- Born: 18 September 1904 Belgravia, London
- Died: 17 April 1980 (aged 75) Cirencester, Gloucestershire
- Occupations: British Army officer; Merchant banker;
- Known for: Chairman of the Pressed Steel Company from 1955 to 1965
- Spouses: ; Elizabeth Morgan ​ ​(m. 1936; died 1948)​ ; Henriette Cadogan ​(m. 1953)​
- Relatives: Lucy Abel Smith (daughter-in-law)

= Alexander Abel Smith =

Sir Alexander Abel Smith (18 September 1904 – 17 April 1980) was a British Army officer and merchant banker from the Smith banking family.
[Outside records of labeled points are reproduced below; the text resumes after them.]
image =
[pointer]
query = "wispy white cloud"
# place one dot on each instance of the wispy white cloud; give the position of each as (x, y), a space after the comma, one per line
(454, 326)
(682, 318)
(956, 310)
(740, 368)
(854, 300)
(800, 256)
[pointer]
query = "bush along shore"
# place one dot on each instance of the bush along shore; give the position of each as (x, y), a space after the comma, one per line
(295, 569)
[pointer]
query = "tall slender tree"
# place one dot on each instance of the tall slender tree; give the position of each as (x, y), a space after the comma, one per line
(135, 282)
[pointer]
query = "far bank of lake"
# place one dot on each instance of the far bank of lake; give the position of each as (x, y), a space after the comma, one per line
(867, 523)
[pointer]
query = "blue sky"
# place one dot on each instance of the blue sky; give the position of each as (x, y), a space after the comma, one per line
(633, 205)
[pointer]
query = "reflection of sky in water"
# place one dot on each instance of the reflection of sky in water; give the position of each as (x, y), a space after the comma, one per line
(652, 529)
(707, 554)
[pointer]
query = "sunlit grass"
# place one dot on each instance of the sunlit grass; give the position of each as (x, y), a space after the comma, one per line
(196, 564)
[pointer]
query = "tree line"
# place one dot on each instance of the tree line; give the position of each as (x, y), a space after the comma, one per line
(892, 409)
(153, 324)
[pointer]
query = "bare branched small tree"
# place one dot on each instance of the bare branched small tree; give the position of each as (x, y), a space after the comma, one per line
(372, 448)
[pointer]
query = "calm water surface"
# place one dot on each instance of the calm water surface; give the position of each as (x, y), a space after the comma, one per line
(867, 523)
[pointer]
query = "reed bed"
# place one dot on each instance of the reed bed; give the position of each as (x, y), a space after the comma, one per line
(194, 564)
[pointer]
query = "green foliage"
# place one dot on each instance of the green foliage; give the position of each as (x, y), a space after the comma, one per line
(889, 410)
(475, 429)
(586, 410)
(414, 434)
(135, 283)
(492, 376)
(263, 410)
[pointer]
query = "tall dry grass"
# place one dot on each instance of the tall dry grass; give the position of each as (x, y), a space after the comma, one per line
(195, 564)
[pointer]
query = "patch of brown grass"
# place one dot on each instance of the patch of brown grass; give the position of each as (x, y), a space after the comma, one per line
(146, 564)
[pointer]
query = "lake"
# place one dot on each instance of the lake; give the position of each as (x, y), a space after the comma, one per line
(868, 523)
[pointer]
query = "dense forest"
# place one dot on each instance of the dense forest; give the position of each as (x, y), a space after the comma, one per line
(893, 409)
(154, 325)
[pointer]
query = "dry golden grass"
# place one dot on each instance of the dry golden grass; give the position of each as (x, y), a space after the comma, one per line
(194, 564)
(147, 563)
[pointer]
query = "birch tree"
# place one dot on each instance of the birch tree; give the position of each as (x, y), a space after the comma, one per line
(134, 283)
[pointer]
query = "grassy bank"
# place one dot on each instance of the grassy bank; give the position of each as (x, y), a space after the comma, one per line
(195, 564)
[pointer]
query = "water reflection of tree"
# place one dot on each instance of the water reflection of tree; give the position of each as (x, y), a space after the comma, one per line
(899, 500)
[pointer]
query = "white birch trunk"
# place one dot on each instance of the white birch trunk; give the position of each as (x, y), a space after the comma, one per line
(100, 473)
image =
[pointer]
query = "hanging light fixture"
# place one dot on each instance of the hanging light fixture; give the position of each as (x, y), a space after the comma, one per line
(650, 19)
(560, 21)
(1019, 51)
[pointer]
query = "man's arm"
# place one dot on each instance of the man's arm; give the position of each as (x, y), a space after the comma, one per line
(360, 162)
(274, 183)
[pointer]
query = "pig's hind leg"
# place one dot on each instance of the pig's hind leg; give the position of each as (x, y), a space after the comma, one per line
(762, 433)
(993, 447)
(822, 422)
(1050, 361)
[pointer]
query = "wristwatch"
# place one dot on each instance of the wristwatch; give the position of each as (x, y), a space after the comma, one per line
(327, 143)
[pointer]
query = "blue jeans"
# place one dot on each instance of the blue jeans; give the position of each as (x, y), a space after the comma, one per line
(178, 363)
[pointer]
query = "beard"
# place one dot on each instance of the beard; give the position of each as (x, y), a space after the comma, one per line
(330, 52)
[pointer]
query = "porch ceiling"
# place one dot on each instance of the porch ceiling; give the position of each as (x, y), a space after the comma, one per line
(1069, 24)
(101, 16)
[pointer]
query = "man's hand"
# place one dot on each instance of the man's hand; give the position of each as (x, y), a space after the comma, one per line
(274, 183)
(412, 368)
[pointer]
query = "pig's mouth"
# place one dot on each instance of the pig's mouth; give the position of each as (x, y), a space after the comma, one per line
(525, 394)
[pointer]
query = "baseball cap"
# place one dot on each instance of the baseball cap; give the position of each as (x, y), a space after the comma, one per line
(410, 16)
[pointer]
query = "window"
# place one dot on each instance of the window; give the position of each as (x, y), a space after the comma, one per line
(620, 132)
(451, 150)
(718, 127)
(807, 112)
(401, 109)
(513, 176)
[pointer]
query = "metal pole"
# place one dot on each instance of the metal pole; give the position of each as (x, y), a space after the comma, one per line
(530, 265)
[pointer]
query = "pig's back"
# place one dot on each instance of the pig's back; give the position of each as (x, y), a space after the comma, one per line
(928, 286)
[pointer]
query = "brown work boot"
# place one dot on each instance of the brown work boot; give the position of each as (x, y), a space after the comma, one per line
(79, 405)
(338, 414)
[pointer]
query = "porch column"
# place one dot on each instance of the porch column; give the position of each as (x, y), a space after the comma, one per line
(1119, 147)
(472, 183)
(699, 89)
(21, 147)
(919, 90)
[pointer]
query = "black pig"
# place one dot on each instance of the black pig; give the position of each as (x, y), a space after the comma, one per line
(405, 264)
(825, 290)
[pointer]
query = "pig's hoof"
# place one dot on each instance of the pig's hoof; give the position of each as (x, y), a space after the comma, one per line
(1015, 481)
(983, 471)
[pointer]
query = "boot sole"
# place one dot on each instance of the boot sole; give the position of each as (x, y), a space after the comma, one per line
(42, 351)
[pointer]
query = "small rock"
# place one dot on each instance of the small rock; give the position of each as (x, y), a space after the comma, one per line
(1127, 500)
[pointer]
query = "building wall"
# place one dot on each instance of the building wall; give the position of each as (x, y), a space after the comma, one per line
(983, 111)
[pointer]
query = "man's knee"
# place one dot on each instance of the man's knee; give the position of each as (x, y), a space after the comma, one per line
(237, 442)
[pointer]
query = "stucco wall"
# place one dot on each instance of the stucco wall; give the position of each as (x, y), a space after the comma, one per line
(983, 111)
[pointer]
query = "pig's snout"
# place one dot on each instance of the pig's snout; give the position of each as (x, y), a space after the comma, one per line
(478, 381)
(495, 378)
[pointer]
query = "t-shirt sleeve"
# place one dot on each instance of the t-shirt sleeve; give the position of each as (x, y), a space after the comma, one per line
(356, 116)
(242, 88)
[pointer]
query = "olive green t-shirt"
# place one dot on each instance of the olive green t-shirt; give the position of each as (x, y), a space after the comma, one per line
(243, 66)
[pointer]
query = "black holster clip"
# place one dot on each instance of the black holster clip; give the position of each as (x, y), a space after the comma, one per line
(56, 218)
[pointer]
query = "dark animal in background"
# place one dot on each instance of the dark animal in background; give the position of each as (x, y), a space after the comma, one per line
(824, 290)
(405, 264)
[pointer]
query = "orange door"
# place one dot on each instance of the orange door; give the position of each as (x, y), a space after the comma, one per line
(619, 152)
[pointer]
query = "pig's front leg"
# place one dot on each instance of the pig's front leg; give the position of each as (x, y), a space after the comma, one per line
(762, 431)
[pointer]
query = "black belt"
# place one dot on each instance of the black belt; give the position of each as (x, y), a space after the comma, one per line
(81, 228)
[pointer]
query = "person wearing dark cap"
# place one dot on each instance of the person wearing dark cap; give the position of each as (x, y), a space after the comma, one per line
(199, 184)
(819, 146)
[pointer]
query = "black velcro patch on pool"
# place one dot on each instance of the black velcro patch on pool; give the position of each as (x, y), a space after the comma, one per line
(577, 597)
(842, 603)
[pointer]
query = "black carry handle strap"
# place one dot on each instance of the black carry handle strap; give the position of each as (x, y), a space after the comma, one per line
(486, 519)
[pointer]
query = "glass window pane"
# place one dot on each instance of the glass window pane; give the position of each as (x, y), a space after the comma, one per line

==Early life and education==
Abel Smith was born at Chesham Place, Belgravia, the youngest son of Francis Abel Smith (1861–1908) of Wilford House, Nottinghamshire, and Madeline St Maur Seymour, daughter of Rev. Henry Seymour (1825-1911), a cousin of the Duke of Somerset. His elder brother was Col. Sir Henry Abel Smith, Governor of Queensland. He was educated at Eton College and Magdalen College, Oxford.

==Career==
After university, Abel Smith worked in JP Morgan in New York.

Abel Smith served in Anti-Aircraft Command in World War II, and then joined the
British Army Staff, Washington. He was an honorary Brigadier in the British Army. From about 1946 he was a partner in J. Henry Schroder Wagg. He was Chairman of the Pressed Steel Company from 1955 to 1965 and of Provident Mutual Life Assurance Association Ltd. from 1966 to 1973.

==Personal life==
Abel Smith married in 1936 Elizabeth Morgan, who died in 1948. Secondly, he was the second husband of Henriette, Lady Abel Smith, Lady-in-Waiting to Queen Elizabeth II. His son, engineer David Francis Abel Smith, married author Lucy Abel Smith.

Abel smith resided at Quenington Old Rectory, in Cirencester. In 1980, he died suddenly after a fall.